LostRuins / koboldcpp

Run GGUF models easily with a KoboldAI UI. One File. Zero Install.

Home Page:https://github.com/lostruins/koboldcpp

Geek Repo:Geek Repo

Github PK Tool:Github PK Tool

Wrong tokens / second

EugeoSynthesisThirtyTwo opened this issue · comments

It says

Processing Prompt [BLAS] (1676 / 1676 tokens)
Generating (78 / 387 tokens)
(EOS token triggered!)
(Special Stop Token Triggered! ID:128009)
CtxLimit: 1754/8192, Process:25.05s (14.9ms/T = 66.89T/s), Generate:59.05s (152.6ms/T = 6.55T/s), Total:84.11s (4.60T/s)

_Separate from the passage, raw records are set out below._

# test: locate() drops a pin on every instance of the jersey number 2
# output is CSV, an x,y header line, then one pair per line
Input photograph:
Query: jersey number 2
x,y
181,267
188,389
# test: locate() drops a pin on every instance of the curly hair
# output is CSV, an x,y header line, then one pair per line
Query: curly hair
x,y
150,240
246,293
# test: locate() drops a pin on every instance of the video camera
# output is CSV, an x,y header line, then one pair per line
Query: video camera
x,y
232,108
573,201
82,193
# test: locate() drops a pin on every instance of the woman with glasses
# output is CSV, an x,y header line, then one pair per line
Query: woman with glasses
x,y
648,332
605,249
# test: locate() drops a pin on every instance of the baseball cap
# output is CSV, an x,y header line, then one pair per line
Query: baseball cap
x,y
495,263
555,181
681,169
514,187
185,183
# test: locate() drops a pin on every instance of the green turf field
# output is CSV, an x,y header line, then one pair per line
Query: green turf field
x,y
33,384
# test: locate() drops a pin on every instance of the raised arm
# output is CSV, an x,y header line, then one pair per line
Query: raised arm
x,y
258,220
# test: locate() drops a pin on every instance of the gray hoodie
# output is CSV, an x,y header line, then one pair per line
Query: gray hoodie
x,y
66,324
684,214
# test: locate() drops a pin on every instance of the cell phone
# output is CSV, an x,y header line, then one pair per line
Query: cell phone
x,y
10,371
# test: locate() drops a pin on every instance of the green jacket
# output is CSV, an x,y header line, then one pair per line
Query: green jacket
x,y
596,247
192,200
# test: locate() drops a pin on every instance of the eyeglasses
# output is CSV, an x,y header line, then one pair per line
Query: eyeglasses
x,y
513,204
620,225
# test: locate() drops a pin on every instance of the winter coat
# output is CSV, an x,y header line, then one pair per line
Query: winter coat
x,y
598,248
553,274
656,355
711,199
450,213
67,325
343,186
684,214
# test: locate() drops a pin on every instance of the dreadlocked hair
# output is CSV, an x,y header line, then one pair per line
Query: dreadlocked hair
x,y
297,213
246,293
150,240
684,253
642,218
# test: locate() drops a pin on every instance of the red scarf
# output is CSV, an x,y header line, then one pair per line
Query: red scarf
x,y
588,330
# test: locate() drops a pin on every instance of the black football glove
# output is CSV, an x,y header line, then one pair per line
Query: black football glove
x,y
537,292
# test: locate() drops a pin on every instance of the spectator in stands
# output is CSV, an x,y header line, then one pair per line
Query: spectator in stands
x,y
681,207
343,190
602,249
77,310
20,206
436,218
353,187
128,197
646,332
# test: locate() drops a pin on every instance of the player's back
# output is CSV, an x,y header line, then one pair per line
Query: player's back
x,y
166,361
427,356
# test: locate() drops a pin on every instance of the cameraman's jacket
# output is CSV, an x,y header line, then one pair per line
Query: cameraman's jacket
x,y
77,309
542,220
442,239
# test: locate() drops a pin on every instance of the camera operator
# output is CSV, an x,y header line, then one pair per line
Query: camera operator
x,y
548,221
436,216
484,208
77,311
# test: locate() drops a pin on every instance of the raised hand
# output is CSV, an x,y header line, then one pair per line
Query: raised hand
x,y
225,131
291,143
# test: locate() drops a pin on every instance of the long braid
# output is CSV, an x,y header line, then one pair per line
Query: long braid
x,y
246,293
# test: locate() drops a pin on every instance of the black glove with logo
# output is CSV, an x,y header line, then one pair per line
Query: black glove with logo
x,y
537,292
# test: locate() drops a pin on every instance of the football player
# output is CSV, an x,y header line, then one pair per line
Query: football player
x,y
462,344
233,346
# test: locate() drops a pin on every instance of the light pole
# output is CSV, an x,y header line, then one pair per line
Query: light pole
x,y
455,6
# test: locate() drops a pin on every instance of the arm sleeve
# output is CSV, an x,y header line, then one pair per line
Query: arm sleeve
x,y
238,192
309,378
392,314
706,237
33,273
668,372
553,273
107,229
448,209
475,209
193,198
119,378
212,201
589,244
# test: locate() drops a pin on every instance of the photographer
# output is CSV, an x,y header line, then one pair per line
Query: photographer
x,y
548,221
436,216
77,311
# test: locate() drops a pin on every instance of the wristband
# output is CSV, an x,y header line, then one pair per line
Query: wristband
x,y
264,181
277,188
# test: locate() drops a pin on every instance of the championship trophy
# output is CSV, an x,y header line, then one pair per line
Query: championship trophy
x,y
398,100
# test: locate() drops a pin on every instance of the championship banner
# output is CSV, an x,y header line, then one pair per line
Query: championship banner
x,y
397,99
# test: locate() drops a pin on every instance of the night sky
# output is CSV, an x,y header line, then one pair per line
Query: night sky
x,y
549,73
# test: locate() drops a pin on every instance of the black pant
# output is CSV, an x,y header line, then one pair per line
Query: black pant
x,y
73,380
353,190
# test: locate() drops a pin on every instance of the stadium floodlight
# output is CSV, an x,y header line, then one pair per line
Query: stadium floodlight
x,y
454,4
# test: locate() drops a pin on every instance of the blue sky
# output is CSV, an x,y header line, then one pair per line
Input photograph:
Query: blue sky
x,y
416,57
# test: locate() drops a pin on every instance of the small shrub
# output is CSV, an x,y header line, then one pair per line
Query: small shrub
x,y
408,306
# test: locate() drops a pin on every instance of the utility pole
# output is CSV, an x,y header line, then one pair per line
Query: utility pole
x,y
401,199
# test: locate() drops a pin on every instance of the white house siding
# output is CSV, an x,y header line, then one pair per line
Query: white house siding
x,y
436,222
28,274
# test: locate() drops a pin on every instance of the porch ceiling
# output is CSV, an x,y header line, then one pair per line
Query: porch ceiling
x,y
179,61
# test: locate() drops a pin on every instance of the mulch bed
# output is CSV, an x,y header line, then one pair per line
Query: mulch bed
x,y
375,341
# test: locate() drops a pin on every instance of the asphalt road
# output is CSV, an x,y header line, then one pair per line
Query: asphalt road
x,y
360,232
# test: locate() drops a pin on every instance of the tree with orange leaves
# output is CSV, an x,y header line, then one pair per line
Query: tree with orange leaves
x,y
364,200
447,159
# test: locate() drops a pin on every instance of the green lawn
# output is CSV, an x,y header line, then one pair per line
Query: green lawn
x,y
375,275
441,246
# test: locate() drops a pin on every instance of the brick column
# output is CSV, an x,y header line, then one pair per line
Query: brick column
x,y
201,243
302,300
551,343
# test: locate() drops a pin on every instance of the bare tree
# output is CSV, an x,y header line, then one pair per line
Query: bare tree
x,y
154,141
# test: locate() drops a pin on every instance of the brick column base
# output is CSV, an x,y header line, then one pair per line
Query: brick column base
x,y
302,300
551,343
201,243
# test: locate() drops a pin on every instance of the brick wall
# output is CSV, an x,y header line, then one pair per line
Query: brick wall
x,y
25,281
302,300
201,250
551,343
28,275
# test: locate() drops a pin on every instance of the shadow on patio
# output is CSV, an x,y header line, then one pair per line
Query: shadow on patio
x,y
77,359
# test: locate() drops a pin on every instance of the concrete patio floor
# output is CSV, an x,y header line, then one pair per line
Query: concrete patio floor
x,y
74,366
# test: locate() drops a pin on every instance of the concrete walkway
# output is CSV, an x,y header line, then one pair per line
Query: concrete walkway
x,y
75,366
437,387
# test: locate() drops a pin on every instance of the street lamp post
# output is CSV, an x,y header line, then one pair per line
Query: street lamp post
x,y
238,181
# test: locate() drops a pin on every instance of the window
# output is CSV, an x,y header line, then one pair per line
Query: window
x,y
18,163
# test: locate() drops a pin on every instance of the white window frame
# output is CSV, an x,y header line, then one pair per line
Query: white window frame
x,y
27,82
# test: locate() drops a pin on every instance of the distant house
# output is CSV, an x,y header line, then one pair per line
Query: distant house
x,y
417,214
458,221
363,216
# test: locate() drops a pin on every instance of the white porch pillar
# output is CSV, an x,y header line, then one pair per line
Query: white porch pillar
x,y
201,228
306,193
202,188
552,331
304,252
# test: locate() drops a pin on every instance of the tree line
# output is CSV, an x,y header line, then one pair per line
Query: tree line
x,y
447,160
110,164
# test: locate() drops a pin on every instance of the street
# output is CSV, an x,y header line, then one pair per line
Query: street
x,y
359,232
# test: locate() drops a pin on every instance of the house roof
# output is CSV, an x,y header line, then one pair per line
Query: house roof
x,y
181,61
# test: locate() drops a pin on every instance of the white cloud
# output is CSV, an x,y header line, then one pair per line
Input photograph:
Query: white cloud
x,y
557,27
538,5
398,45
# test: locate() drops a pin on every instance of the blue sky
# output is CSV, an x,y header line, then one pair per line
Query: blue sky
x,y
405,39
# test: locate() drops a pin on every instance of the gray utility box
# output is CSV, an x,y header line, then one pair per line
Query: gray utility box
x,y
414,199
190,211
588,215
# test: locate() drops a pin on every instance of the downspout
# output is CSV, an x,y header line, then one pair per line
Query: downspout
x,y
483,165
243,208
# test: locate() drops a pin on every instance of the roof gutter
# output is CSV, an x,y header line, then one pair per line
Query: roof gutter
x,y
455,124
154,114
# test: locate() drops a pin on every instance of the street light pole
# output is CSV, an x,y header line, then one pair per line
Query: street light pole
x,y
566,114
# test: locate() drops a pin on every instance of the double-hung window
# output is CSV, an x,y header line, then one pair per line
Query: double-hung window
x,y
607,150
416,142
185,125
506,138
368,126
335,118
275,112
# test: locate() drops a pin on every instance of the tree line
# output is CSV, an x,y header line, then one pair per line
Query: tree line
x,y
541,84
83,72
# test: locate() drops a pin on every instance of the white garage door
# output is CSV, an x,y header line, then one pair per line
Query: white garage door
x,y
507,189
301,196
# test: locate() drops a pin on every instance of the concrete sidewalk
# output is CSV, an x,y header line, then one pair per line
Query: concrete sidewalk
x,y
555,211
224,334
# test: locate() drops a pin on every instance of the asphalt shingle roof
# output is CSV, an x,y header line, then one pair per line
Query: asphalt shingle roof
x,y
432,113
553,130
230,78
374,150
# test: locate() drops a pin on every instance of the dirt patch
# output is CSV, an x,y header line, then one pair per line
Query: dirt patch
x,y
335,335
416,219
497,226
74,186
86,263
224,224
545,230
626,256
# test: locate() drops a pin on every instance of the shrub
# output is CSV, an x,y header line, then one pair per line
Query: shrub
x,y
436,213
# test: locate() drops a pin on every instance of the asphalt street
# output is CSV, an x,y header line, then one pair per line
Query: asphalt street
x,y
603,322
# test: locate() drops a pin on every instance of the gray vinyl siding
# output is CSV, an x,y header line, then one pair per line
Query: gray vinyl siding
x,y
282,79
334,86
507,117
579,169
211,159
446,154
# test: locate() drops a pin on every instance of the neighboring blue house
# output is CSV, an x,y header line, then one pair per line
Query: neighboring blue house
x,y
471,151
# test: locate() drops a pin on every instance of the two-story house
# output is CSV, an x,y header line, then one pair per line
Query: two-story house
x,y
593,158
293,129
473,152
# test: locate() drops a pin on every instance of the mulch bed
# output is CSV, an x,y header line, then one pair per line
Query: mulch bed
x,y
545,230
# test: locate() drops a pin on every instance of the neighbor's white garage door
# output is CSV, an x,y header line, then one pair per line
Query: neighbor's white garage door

But 6.55T/s is the speed that would have been achieved if the model generated 387 tokens. The model actually generated only 78 tokens, so the real generation speed is 78 / 59.05 = 1.32 tokens / s

Will try to fix

Can you see if the latest version solves this issue?

Can you see if the latest version solves this issue?

It's good thank you
image

However, as you can see, if I abort the generation, there is a new log "Generating (301 / 300 tokens)" which is wrong. I don't know if it's related. Let me know if I should open a new issue for this.

Don't worry about that, probably just a minor thing.